Obtaining Approximately Admissible Heuristic Functions through Deep Reinforcement Learning and A* Search

Forest Agostinelli, Stephen McAleer, Alexander Shmakov, Roy Fox, Marco Valtorta, Biplav Srivastava, and Pierre Baldi

Bridging the Gap between AI Planning and Reinforcement Learning workshop (PRL @ ICAPS), 2021

Deep reinforcement learning has been shown to be able to train deep neural networks to implement effective heuristic functions that can be used with A* search to solve problems with large state spaces. However, these learned heuristic functions are not guaranteed to be admissible. We introduce approximately admissible conversion, an algorithm that can convert any inadmissible heuristic function into a heuristic function that is admissible in the vast majority of cases with no domain-specific heuristic information.
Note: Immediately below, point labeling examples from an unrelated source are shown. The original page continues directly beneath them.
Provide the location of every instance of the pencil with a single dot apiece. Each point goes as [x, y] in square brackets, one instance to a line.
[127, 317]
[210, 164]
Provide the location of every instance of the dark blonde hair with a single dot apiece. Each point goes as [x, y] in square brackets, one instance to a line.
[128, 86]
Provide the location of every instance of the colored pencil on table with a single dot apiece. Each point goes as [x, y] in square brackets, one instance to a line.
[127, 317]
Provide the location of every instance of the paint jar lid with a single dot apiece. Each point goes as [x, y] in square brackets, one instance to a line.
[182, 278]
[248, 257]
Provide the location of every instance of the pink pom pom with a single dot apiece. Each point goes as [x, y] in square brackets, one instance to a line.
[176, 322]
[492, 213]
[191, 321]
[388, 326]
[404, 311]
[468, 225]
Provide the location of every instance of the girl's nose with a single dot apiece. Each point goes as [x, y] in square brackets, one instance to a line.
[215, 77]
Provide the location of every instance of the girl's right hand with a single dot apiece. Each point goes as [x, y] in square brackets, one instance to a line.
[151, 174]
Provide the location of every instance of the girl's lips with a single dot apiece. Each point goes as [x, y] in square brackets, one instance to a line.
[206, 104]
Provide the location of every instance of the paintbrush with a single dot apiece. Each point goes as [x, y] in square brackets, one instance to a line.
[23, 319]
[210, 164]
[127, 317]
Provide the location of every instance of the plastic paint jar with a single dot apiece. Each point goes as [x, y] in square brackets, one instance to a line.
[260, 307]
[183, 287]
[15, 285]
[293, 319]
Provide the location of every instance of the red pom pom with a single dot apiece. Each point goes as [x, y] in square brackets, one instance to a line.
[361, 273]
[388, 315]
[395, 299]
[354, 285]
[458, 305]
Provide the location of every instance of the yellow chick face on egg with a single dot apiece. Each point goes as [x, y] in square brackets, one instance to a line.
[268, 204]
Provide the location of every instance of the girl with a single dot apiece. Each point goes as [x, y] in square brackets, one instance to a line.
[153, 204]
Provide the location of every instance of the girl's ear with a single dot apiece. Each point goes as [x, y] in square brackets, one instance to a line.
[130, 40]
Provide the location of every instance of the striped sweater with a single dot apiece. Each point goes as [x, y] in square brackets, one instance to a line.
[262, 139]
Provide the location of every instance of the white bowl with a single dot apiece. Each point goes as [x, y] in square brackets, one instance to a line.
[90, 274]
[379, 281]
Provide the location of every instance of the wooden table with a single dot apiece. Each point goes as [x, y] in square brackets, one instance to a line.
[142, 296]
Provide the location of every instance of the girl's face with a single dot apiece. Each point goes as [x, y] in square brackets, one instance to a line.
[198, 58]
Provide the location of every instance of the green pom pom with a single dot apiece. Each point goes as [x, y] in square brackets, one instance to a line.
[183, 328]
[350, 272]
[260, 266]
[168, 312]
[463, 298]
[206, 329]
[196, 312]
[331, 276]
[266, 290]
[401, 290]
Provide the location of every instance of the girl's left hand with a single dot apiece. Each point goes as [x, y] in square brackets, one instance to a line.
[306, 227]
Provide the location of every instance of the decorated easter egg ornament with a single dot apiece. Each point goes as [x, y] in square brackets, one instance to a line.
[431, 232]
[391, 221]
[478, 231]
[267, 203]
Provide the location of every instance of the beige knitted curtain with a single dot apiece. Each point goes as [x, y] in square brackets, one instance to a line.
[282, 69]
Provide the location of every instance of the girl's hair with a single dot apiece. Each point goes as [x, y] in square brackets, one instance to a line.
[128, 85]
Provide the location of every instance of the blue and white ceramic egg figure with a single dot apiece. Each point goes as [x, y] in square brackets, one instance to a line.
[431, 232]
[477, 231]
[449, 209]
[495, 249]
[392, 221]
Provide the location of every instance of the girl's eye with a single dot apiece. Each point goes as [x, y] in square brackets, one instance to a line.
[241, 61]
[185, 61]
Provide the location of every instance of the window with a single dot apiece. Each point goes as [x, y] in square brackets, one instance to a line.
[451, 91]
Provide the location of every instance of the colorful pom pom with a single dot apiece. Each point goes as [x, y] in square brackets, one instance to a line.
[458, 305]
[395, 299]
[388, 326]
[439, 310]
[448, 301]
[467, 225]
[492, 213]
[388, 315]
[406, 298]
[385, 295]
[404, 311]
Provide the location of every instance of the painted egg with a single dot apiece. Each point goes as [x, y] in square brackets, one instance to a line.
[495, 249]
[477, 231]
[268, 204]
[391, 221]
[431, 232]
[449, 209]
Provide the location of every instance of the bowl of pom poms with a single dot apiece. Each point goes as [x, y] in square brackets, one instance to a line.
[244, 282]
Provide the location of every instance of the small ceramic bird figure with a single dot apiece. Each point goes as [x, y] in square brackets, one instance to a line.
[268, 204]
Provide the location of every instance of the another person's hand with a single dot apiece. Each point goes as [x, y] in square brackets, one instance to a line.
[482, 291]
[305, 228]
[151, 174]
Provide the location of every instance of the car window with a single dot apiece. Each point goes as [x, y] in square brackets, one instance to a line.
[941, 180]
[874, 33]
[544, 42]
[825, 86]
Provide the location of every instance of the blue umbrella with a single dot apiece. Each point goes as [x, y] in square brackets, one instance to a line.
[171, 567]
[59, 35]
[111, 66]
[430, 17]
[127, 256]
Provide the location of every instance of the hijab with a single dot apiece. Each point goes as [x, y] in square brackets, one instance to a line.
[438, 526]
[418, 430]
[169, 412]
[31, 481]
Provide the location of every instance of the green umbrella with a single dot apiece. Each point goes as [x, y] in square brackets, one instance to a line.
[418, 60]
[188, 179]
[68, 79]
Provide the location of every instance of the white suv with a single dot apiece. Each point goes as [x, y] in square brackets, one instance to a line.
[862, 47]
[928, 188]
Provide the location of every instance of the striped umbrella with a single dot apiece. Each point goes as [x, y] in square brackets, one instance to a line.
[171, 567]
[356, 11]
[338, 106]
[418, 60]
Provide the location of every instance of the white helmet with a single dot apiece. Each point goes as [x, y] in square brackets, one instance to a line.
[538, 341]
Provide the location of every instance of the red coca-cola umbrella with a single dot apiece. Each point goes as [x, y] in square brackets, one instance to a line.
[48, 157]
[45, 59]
We apply approximately admissible conversion to heuristic functions parameterized by deep neural networks and show that these heuristic functions can be used to find optimal solutions, or bounded suboptimal solutions, even when doing a batched version of A* search. We test our method on the 15-puzzle and 24-puzzle and obtain a heuristic function that is empirically admissible over 99.99% of the time and that finds optimal solutions for 100% of all test configurations. To the best of our knowledge, this is the first demonstration that approximately admissible heuristics can be obtained using deep neural networks in a domain independent fashion.